他人の現在の言動を悪しきものと見るのは簡単ですが、その人の人格、人柄、魂のなかにあるもの自体を悪く思わずに、言動と分けて考えることは、難しいけれども大切なことなのです。
簡単なことですが、意外に、行為と実相の区別がついていないのです。善一元論と善悪二元論の違いを考えるときも、ここが、いちばん大切なポイントです。一元論の危険なところは、実は、ここにあるのです。
実相と仮相(言葉や行動など表面に出てくるもの)の区別が大事です。
たとえば、子供が火遊びをしていて、このままでは家に火がつきそうな状況のときに、「子供は仏の子、神の子だから、間違いはないのである」と考えて、知らん顔していると家が燃えてしまいます。その時は「何をするか」と言って、厳しく叱らなければいけません。
これは表面に現れた行動の部分について、叱っているのであって、決して実相を憎んでいるわけではありません。この区別が分からないと、一元論・二元論の議論は、まったく空虚なものになっていきます。
ユートピア建設という価値観から見た、一元論・二元論の考え方には、二つの道があります。
一つは、「善なるものを、もっと伸ばしていこう」という観点であり、
もう一つは、「真理価値に反するものを、できるだけ抑えていこう」という観点です。
両方とも、実際にありうる考え方であり、また、なければならない考え方です。
子供の教育として、一つは、「ほめる教育」と「叱る教育」がありますが、この両方とも必要なのです。
さらに、もう一つ考えるべきことは霊的観点からの教育です。「人間は、本来、仏の子であり、霊的存在なのだ。その点において、人間には仏と同じような光があるのだ。人間はダイヤモンドの原石なのだ」という考え方を教える必要があるのです。
本来の輝きが、もっともっと出てくるように、導いていく必要があります。
そのためには、「輝きがある」ということを認め、その輝きを増す方向に導いていく方法と、輝きを邪魔しているもの自体を取り除いていく方法と、この両方があるのです。
一元論と二元論について、私は相対的二元論に近い考え方をとっています。
善悪の二元的なものは時間の流れのなかで処理され、現時点では悪と思われることも、長い時間の流れのなかでは、善に変わっていくこともありうるという考え方です。
たとえば、「かつて大天使であったルシフェルが地獄に堕ちてサタンになっている」という現状を、現時点では悪として表れています。

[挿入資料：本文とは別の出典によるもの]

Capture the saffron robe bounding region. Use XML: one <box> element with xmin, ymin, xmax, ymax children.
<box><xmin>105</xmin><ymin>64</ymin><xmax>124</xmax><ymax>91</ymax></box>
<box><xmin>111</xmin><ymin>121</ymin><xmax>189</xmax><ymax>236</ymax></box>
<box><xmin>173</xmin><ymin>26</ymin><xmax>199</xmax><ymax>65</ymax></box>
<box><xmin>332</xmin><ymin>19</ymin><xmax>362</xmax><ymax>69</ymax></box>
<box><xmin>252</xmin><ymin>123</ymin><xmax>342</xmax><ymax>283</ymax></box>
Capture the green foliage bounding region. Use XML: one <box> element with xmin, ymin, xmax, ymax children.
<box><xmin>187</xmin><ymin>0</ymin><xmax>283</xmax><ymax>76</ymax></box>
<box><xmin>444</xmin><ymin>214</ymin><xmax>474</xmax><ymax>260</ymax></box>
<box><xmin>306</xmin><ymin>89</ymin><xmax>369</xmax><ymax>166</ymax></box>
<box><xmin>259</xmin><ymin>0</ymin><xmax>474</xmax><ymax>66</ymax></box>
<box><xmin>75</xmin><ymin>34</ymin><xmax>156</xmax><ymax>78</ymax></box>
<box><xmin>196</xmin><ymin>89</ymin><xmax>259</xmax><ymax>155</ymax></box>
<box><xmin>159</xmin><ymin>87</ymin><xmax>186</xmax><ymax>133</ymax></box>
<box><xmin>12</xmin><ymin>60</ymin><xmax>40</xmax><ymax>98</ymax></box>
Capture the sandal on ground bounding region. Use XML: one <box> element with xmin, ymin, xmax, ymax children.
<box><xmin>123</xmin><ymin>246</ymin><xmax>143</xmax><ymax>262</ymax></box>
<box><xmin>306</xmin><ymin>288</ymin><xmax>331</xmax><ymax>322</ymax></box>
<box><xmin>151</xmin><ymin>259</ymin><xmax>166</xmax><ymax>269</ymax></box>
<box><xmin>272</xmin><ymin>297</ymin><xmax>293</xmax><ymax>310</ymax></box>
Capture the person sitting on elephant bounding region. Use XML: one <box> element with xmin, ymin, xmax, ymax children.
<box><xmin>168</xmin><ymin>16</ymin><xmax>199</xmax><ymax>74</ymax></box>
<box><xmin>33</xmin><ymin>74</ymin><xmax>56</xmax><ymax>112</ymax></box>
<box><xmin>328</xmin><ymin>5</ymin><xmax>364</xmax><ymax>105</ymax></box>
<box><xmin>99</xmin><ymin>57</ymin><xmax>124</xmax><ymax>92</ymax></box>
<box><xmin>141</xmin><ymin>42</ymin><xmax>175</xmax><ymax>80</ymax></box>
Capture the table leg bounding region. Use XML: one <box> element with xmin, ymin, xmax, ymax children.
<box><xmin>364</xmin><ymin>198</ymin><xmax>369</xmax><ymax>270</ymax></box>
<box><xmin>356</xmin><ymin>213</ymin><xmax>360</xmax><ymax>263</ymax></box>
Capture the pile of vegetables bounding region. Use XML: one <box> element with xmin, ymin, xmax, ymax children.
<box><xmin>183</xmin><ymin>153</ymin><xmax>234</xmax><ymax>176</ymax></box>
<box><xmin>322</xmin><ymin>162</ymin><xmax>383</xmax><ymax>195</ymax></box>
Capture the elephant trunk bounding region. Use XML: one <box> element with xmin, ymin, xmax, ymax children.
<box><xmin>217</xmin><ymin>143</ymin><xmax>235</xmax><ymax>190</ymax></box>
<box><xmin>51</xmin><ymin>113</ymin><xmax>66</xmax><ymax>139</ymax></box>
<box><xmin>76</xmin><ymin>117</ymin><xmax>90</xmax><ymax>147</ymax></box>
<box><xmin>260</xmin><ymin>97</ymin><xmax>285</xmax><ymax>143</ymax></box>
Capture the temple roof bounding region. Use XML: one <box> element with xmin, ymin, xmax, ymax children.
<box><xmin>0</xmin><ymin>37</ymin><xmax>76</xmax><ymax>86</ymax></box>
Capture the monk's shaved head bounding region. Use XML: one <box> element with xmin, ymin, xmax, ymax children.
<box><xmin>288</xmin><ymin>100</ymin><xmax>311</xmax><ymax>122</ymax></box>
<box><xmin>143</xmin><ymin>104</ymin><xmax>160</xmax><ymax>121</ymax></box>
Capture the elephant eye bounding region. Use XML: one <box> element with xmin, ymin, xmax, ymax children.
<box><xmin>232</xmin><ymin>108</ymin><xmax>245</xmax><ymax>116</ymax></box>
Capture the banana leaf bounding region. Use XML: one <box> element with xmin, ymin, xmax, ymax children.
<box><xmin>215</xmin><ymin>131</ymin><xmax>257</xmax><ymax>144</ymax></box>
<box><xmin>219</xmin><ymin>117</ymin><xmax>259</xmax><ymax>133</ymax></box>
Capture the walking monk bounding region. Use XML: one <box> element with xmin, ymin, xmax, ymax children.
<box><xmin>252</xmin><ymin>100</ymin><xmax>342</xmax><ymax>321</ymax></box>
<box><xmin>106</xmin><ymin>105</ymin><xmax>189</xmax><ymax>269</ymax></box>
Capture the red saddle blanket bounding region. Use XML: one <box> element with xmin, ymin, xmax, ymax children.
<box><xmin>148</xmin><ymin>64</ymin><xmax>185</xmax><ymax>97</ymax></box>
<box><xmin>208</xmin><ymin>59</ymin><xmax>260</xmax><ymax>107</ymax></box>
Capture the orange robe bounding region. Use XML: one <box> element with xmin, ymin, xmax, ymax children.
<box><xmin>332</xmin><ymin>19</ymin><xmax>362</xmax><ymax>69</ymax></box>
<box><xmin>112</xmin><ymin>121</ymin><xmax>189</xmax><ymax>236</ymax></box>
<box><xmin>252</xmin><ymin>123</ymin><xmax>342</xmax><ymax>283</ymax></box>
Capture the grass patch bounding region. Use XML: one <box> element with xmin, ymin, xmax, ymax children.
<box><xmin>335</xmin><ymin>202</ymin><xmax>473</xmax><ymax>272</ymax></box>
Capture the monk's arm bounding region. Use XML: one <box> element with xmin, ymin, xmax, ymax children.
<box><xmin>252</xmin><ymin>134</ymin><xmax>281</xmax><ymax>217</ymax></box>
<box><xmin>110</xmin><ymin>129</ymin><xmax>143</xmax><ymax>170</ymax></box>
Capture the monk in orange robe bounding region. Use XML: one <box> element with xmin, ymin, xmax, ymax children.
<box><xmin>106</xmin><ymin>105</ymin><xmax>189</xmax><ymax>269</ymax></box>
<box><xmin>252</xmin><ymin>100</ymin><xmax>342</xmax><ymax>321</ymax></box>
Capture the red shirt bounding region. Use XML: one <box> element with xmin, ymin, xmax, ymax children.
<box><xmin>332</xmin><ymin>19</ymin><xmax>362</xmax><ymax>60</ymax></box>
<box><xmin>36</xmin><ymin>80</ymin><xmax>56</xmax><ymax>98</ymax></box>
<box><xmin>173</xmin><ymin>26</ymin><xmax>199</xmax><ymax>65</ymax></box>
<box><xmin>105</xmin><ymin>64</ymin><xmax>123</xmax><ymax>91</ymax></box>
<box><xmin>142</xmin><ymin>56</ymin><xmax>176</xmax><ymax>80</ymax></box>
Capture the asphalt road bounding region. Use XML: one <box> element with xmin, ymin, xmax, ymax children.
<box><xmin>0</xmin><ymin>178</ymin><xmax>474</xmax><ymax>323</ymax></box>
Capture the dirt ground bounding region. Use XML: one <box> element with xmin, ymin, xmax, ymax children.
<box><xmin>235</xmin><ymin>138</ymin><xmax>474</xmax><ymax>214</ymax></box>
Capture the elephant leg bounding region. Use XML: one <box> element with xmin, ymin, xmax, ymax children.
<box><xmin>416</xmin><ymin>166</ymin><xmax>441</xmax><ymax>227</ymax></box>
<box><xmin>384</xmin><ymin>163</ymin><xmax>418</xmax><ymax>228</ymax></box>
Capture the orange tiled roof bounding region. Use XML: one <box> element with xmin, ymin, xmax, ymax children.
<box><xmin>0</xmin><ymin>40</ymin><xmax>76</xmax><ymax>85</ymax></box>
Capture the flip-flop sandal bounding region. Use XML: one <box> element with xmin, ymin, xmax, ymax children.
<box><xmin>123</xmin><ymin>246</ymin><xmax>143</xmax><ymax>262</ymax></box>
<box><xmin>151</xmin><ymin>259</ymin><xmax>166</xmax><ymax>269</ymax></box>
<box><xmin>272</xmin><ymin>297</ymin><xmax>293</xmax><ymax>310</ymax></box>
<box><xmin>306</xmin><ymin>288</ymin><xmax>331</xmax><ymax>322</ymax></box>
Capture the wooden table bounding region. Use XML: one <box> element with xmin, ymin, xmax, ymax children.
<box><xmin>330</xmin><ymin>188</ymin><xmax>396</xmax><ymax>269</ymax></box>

ただ、一億年という単位ではなく、もっと大きな時間の流れで見たときに、どのように見えるかというと、一概には言えないものがあります。
悪として表れているもののなかには、一つの大きな教訓があるように思えます。そして、「その教訓が存在するがゆえに、現在、そのような悪があるのではないか」と推定される面もあります。
これは根本仏の巧妙な教育法であり、「大天使が地獄に堕ちてサタンとなり、現在も地獄にいる」という事実自体が、実は八次元霊や九次元霊を強力に教育しているのかもしれないのです。
そういう観点から見たときに、何とも評価しがたい面があることは確かです。現象として見たときには、善悪が表れてくることがありますが、「究極のユートピアという観点から見たときに、さまざまな考え方が出てくる」ということだけは押さえておいてほしいのです。